Dean James M. Tien, in his welcoming remarks, noted that this class boasts some of the highest SAT scores within the UM freshman class. “You are both the biggest and brightest freshman engineering class that I have had the privilege to welcome to the College! We welcome you and hope to challenge you to gain the skills and can-do attitude necessary to become the technology leaders of tomorrow.”
The Dean also pointed out that this new class adds increased urgency to the College’s drive to expand its educational resources to meet the needs of all CoE students, both present and future. “Part of our Momentum2 campaign centers on providing the physical and academic resources essential to broadening the horizons of our students and ensuring their future success as industry leaders.”
According to David Poole, CoE Director of Admission, “The noticeable jump in enrollment is in part attributable to the increased national exposure of the College( such as President Obama’s visit to the College in 2012) as well as the realization of the critical importance of a quality engineering education.

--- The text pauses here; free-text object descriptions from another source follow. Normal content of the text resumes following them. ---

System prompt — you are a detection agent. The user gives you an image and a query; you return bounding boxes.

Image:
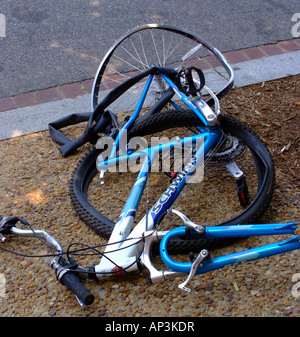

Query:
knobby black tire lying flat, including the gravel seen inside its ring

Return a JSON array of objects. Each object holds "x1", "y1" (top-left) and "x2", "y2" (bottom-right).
[{"x1": 70, "y1": 110, "x2": 275, "y2": 253}]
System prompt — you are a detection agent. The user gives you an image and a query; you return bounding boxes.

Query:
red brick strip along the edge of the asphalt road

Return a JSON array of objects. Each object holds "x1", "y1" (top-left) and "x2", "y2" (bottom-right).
[{"x1": 0, "y1": 38, "x2": 300, "y2": 112}]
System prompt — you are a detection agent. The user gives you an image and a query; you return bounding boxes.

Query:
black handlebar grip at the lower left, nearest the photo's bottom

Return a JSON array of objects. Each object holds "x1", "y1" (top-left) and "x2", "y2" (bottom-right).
[{"x1": 59, "y1": 272, "x2": 95, "y2": 305}]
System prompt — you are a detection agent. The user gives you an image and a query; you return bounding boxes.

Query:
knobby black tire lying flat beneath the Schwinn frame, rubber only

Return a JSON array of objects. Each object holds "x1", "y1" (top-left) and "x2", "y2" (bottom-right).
[{"x1": 70, "y1": 110, "x2": 275, "y2": 253}]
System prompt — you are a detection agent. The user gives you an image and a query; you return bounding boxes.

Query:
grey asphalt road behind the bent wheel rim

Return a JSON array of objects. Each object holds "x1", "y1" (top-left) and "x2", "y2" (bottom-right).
[{"x1": 0, "y1": 0, "x2": 300, "y2": 98}]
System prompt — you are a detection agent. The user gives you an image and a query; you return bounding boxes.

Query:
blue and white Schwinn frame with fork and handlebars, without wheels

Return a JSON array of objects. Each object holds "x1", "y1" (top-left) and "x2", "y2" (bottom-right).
[{"x1": 0, "y1": 65, "x2": 300, "y2": 306}]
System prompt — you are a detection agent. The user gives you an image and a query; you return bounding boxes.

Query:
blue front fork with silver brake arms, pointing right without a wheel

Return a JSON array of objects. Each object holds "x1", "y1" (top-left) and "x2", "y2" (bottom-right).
[{"x1": 141, "y1": 210, "x2": 300, "y2": 292}]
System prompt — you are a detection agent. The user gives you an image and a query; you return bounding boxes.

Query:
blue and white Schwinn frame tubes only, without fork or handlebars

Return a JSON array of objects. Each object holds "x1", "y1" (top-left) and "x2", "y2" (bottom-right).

Today’s national issues demand graduates with critical thinking skills, one of the hallmarks of our College.” He adds that this year’s freshmen maintain the College’s documented diversity, especially with female and minority groups. Indeed, recently, UM was named one of the top 50 Colleges advancing women in Science, Technology, Engineering, and Math (STEM) programs by Online College Database, Inc.
Although their reasons for choosing CoE may be varied, the Engineering class’s goal is singular—to become tomorrow’s technology leaders.